When selling your house there are a million things that need to be done.
While you look at other houses, think about new house locations and how you are going to decorate, one thing that will come up when you are planning on selling your house is if you should fix things in your home that are broken or outdated, or if you should leave it for the next owners.
This problem can be tough because there may not be a clear right answer.
Most of the time the most glaringly obvious part of a homeowners landscape that needs to be fixed is their retaining wall or walls.
Older homes have retaining walls built out of wood or landscape ties that are failing due to the rainy weather in the Fraser Valley, while newer homes have concrete walls that are failing due to poor installation methods.
When it comes to the selling and buying of a house we work with two different sets of people.
The first set of people are homeowners who are thinking of selling their home and want to get things tidied up for the new owners.
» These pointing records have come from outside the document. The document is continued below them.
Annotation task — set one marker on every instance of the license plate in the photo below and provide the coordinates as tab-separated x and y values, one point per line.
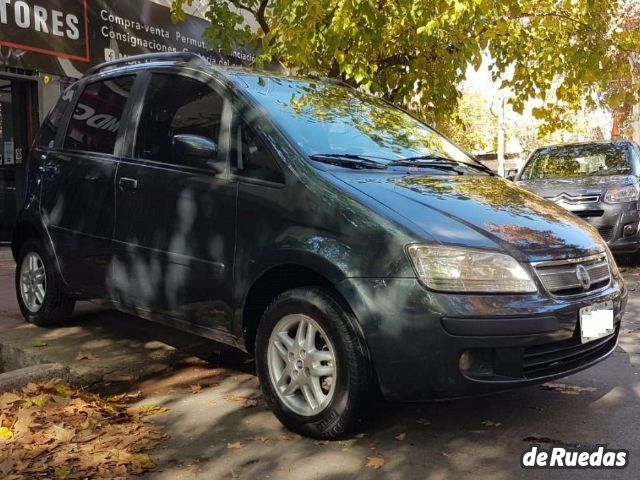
596	321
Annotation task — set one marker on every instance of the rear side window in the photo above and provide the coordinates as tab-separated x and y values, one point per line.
49	128
252	155
176	105
96	119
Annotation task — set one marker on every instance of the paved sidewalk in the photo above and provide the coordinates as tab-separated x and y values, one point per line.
223	430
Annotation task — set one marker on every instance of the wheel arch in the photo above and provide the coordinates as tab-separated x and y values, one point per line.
279	278
23	231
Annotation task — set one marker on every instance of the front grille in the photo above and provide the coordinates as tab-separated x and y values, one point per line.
575	199
559	356
560	277
606	233
588	213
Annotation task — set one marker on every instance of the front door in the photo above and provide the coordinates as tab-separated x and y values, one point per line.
175	220
78	183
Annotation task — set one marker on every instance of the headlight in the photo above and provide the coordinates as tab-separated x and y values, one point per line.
453	269
628	193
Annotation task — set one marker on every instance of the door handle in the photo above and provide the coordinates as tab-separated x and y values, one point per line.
48	171
125	183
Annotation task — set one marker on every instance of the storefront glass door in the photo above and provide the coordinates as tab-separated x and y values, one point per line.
15	111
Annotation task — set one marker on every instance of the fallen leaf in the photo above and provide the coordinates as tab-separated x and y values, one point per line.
491	423
143	461
62	471
7	399
37	401
247	402
63	389
149	409
375	462
85	356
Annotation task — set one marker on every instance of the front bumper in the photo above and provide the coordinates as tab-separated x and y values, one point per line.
428	345
618	224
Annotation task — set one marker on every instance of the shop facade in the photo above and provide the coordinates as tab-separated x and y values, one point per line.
46	44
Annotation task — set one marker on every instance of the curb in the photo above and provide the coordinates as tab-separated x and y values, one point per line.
16	379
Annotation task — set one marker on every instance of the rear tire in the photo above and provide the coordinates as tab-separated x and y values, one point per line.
313	365
39	288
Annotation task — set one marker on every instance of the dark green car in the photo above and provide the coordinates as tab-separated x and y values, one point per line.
353	249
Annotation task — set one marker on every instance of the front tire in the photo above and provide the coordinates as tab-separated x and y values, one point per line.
39	288
312	364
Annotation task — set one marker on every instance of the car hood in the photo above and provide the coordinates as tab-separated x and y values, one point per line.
596	185
481	212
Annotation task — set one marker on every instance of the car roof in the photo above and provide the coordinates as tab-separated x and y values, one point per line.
587	143
242	77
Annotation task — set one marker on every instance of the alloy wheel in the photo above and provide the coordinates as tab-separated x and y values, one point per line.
302	364
33	281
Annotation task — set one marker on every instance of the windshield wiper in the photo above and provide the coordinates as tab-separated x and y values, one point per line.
347	160
440	162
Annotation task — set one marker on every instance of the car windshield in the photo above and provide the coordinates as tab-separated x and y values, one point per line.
578	161
330	119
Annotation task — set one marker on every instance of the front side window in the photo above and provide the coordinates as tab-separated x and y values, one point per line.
578	161
49	128
96	120
176	105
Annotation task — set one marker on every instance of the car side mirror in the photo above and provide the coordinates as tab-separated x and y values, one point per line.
194	150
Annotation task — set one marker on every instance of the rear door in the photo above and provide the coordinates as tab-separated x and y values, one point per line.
175	221
78	193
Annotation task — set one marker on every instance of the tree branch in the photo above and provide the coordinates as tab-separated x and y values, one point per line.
394	60
240	6
261	18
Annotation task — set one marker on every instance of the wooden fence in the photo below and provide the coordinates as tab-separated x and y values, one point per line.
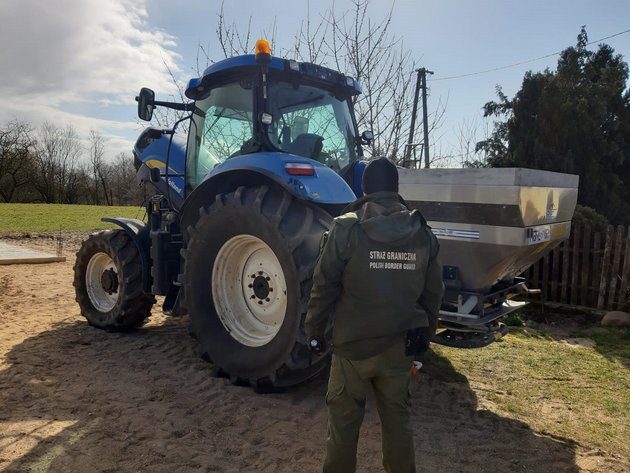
590	269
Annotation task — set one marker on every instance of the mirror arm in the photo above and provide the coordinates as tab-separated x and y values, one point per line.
185	107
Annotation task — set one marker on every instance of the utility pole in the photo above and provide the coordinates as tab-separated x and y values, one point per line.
421	83
425	114
412	127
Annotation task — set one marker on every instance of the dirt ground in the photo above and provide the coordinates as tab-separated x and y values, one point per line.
74	399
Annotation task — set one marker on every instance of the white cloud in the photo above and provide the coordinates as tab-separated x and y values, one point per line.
60	53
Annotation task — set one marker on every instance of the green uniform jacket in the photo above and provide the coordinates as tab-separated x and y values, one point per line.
378	274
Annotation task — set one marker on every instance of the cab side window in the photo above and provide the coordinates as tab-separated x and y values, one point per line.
220	135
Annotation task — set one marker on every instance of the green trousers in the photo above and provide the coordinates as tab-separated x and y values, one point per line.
388	374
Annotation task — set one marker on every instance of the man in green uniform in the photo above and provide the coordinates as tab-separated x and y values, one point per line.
380	277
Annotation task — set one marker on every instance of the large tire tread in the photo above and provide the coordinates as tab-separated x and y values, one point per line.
283	213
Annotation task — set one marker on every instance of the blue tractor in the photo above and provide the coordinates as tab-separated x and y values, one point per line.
273	153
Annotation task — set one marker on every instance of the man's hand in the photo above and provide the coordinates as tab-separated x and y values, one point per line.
317	346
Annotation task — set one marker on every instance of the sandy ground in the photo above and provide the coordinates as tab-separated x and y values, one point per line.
74	399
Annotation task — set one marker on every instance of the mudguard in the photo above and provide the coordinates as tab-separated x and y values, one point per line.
139	234
325	187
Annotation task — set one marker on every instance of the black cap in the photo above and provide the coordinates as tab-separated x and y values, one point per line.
381	175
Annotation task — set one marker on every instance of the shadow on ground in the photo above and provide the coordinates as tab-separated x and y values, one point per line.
77	399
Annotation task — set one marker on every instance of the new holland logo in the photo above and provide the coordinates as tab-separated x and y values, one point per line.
552	207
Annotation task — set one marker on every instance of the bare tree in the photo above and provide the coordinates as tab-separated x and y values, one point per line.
55	162
353	43
122	178
16	148
100	176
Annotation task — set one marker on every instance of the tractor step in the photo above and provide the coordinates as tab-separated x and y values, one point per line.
465	339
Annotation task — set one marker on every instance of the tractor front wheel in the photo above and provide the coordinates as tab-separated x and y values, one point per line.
108	282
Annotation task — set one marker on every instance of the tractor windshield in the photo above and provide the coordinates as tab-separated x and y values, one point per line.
219	135
311	122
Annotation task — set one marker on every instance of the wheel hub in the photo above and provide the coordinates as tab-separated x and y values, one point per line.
101	281
249	290
109	281
260	287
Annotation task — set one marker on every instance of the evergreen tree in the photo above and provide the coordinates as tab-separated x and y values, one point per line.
574	120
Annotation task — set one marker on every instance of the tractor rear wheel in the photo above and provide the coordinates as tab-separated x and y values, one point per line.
108	282
247	277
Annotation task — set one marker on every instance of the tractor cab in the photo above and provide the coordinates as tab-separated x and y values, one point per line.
299	114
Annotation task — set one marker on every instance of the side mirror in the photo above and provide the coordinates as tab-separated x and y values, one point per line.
155	175
145	104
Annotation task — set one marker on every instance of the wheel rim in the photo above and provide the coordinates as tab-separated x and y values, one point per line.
249	290
101	280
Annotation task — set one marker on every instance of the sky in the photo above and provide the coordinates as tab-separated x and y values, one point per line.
81	62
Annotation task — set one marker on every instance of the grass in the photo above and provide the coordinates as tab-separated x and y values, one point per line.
577	392
36	218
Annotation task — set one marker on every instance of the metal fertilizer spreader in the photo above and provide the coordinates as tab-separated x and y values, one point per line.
492	225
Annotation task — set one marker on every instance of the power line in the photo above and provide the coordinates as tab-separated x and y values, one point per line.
494	69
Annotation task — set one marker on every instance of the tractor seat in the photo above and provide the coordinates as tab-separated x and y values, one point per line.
308	145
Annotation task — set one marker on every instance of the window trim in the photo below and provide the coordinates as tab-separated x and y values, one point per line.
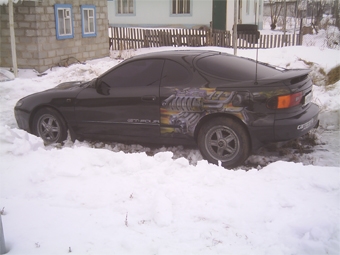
126	14
181	14
87	8
58	7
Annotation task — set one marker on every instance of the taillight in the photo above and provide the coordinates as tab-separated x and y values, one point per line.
286	101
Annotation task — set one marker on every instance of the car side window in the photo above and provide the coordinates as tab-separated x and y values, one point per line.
175	74
139	73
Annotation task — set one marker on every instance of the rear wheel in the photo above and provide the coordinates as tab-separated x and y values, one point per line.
225	140
50	126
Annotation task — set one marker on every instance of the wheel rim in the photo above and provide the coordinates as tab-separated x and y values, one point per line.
49	128
222	143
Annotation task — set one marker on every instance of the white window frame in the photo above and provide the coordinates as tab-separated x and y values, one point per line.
88	22
125	7
178	8
63	21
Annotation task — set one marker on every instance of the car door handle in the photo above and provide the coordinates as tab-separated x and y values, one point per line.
149	98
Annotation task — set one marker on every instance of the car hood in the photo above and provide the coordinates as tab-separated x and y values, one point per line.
69	85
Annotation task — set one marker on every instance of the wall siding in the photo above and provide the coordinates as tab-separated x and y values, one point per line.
36	43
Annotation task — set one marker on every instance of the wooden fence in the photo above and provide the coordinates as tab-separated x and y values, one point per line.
123	38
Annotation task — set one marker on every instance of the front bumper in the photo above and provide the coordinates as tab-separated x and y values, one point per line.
297	126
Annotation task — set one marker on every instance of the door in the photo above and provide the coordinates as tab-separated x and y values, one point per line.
124	102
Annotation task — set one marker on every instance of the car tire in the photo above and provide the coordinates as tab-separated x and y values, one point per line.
50	126
224	140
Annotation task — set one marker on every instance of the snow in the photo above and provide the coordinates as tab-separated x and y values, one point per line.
109	198
2	2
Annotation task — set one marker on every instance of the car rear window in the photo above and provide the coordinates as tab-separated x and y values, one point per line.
234	68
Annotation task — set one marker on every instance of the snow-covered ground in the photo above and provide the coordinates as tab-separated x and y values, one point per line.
108	198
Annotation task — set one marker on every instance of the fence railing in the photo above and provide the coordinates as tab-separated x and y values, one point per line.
123	38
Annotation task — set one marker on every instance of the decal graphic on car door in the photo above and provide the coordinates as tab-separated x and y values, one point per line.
181	111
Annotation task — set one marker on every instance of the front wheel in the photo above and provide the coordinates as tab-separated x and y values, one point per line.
50	126
225	140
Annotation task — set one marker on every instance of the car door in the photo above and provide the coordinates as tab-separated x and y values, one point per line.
124	102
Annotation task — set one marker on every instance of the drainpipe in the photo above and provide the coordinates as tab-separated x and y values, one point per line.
235	27
2	239
12	35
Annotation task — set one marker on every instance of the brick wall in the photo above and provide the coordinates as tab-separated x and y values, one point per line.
35	32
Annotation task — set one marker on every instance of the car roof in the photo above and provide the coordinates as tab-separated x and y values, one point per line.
174	54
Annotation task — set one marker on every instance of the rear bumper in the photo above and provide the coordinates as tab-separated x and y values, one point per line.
297	126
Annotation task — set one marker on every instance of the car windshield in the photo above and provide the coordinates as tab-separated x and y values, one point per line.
235	68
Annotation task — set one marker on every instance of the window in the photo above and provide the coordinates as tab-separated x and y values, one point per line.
180	6
175	74
88	20
125	6
138	73
63	20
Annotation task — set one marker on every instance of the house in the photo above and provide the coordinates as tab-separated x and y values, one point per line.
184	13
54	32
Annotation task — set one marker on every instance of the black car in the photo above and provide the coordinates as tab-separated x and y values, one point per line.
226	104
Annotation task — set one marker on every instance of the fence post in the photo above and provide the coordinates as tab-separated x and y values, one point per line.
2	239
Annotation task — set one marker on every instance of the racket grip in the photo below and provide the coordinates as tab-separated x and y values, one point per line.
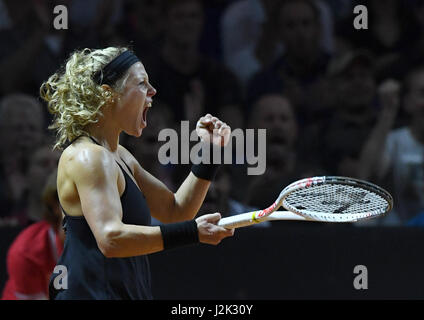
238	221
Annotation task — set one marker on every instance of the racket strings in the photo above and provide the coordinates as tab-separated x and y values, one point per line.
336	199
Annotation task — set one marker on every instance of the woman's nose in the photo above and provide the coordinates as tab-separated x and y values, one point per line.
152	91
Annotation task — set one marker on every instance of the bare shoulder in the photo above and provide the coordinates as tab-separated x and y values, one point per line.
127	156
84	160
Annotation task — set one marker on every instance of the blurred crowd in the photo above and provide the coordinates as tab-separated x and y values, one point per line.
334	100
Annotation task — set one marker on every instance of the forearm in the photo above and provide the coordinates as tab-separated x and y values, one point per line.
190	196
126	240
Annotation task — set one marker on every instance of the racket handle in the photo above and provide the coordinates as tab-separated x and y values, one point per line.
247	219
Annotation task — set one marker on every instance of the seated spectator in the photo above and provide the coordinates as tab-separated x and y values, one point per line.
142	25
42	163
189	83
300	72
249	40
33	254
21	121
390	32
283	163
30	37
340	139
396	158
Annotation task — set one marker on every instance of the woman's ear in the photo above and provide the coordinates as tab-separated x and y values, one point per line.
109	93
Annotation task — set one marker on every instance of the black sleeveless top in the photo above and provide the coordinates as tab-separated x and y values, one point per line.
93	276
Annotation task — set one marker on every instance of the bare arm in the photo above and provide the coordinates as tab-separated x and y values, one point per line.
95	175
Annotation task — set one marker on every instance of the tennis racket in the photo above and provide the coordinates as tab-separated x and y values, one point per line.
324	199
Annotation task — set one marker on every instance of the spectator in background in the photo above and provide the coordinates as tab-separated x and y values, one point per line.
33	254
42	163
396	158
412	54
340	139
94	23
30	38
21	126
143	25
283	163
249	40
191	84
390	32
300	72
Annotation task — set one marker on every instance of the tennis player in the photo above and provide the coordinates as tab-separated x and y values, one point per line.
106	196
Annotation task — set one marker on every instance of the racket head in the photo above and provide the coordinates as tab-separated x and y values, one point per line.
336	199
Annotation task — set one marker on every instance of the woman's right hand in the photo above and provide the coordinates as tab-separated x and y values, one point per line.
209	231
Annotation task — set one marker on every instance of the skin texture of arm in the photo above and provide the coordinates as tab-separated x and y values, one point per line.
90	183
95	176
165	205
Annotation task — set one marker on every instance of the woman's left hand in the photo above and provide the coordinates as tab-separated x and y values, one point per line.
211	129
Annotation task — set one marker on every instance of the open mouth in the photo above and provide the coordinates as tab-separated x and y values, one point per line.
145	115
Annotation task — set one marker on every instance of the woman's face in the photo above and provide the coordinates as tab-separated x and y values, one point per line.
134	102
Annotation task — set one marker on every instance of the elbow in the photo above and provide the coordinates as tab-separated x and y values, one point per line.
108	243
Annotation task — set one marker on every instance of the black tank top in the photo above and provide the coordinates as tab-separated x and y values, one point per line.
93	276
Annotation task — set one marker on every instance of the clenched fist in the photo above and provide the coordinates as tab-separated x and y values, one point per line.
211	129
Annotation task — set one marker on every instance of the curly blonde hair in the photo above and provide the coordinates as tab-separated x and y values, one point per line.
74	98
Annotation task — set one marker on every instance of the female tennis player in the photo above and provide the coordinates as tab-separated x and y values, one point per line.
106	196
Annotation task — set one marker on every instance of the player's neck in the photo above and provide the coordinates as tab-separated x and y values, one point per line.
105	135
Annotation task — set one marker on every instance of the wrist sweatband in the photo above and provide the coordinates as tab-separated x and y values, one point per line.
208	171
179	234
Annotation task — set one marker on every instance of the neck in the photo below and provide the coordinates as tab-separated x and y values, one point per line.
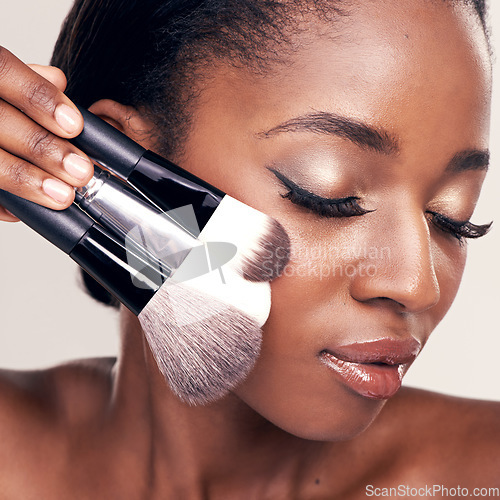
222	445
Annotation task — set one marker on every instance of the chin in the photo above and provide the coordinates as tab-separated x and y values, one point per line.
319	419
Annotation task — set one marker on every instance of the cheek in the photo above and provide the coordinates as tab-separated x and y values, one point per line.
449	263
289	386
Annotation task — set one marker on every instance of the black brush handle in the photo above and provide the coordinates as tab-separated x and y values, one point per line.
106	260
164	183
62	228
107	145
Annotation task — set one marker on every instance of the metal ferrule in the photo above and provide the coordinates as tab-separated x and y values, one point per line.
140	226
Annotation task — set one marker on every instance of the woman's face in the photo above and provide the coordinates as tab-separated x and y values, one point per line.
389	105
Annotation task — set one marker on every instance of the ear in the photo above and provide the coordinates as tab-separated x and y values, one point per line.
126	119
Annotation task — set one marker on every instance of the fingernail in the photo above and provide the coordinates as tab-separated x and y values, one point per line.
77	167
67	118
57	190
11	214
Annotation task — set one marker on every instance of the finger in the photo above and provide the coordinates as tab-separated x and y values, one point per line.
27	181
22	137
37	97
6	216
52	74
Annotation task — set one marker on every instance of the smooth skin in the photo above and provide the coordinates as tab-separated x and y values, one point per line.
418	70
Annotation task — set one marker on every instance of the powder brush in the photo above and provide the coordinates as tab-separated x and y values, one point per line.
163	239
203	346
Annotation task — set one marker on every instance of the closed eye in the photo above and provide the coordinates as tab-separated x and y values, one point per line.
459	229
324	207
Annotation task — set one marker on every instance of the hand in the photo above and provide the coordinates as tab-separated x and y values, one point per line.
36	162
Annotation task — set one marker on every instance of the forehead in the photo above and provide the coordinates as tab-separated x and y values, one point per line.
418	68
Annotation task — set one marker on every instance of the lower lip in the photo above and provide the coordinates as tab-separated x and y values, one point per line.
367	379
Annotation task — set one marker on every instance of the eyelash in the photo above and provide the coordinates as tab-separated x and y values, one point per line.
324	207
460	230
349	207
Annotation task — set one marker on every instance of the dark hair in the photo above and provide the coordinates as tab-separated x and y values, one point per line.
153	54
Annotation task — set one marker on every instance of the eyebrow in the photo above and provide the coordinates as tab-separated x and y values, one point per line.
472	159
368	137
359	133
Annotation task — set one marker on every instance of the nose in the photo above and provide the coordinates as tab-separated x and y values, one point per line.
402	267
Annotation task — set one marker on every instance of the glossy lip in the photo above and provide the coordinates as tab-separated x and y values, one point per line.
373	369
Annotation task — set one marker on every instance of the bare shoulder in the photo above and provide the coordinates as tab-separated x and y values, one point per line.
445	439
37	407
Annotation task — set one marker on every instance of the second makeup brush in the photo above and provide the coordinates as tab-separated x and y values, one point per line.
261	239
202	345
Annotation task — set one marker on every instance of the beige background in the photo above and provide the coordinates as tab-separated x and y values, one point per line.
45	318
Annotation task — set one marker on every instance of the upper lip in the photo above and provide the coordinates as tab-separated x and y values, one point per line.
386	350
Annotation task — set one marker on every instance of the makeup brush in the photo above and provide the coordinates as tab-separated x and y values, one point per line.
214	267
202	346
261	240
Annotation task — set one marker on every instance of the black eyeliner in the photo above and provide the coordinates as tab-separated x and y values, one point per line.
459	229
325	207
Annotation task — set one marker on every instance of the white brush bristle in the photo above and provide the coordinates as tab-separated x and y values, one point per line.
203	347
263	245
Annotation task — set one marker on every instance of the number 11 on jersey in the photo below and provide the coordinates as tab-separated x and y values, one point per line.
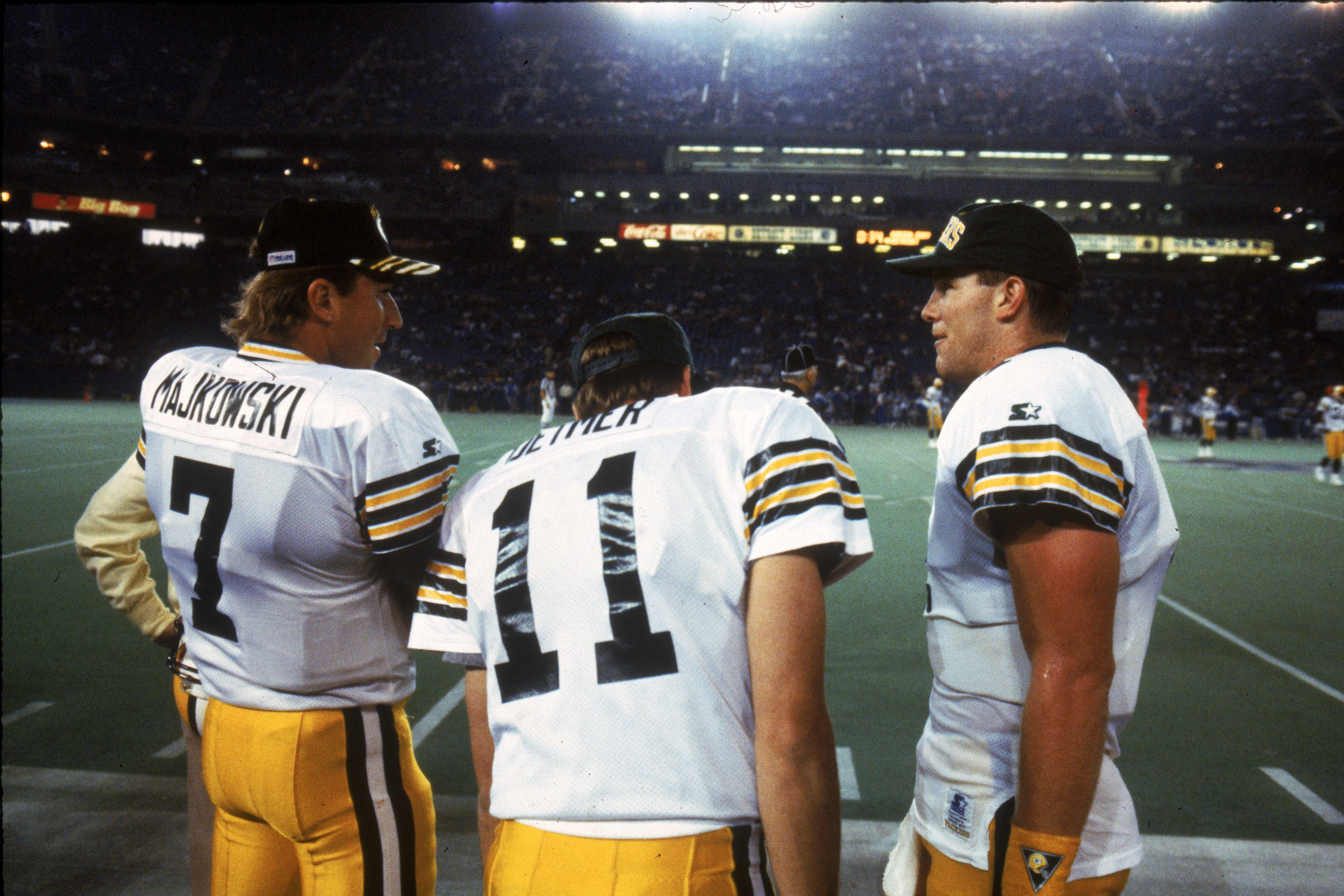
634	652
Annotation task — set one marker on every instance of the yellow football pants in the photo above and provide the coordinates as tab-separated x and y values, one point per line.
944	876
330	798
526	862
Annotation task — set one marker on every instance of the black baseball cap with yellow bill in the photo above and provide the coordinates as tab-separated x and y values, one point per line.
327	232
1012	238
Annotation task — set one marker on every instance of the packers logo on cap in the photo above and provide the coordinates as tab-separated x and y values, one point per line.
952	233
1041	865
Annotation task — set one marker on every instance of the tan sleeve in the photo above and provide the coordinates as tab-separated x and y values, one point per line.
108	541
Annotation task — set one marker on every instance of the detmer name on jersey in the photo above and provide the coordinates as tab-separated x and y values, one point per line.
599	571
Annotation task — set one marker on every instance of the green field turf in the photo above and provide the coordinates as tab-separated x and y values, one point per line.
1260	555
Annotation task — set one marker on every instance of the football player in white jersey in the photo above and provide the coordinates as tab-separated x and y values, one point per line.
108	539
1331	410
1208	412
799	377
639	598
933	405
299	495
1049	542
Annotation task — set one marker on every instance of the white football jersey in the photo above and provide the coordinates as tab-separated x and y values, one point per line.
277	483
599	573
1332	414
1049	426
They are aware that their yards and more specifically their retaining walls, need to replaced, and want potential buyers to do a walk through of their house with everything squared away.
The second set of customers are people who have just bought a home with a failing retaining wall that they need to get done.
In most cases they have bought the house for a cheaper price due to the state of the homes retaining wall ,and are now looking to have it fixed.
So, how do you figure out if you should fix your dilapidated retaining wall or keep it as is?
Each situation is unique to each homeowner, their home and their retaining wall.
What house sellers should know
If you are planning on selling your home and have a retaining wall that needs to be fixed, you have two options
1.Fix the wall,
2. leave the failing retaining wall and sell your home as is.
Fixing the retaining wall
Positives of fixing your retaining wall
- Up the curb appeal of your home
- Sell your home for a higher price (better resale value)
- Have more potential buyers who are looking for a move in ready home
- Have more serious buyers looking to buy your home
Negatives of fixing your retaining wall
- Having to find a contractor to do the build
- Paying for the build
- Waiting until the retaining wall build is done before putting your house on the market
Leaving your retaining wall as is
Positives of leaving the retaining wall as is
- Sell your home at a lower price, potentially opening it up to more buyers
- Not have to worry about finding a contractor
- Not having to come up with the money for the retaining wall build
Negatives of leaving the retaining wall as is
- Potential buyers shying away from buying a home with a failing retaining wall
- Being liable if your home sells and the new homeowners realize the cost of fixing the wall (some may be unaware of the true cost of a retaining wall)
- Being liable if the wall causes damage to the home or surrounding areas
- Being liable if the wall causes bodily harm to buyers
What home buyers should know
When potential buyers are looking to make an offer on a home, most people usually opt to have a home inspection done. The home inspection gives them peace of mind that the property they are purchasing is not going to come with unexpected costs.
What is overlooked in a home inspection is the backyard. Surprisingly, home inspections only include the inside of the home, not the back or front yard, or side yards.
This means that when the home inspection is done the inspector is not looking at the outside of the home.
This is a problem when a backyard has something as hazardous as a potentially failing retaining wall.
The potential buyer may think that because they got a home inspection done that the retaining wall of the house they want to buy is good for another couple of years, when that may not be the case.
Another issue that comes into play is most realtors are not educated on retaining walls and how much they cost. We have had many customers call us about replacing their retaining walls stating that their realtor said that to fix this wall would only $5,000 only to find out that their wall is $50,000.
This can be devastating to homeowners who have put all of their money into the purchase of their new home and have nothing left over to remedy their yard and unsafe wall.
As you can see, each situation is going to be unique in deciding whether or not you should replace your failing retaining wall before selling, or leave it as is.
As a seller its important to think about things like whether or not your home is being sold for the land, ( if this is the case the wall is going to be demoed regardless if it is fixed or not) or if your home is in great condition and needs to be move in ready, hence replacing your old retaining wall with a new one.
As a buyer its important to remember that a home inspection does not cover things like retaining walls, and to get an expert to inform you of the price of replacing a wall, not just taking the homeowner or relators word for it.
In the long run, that retaining wall is going to need to be replaced regardless of who does it.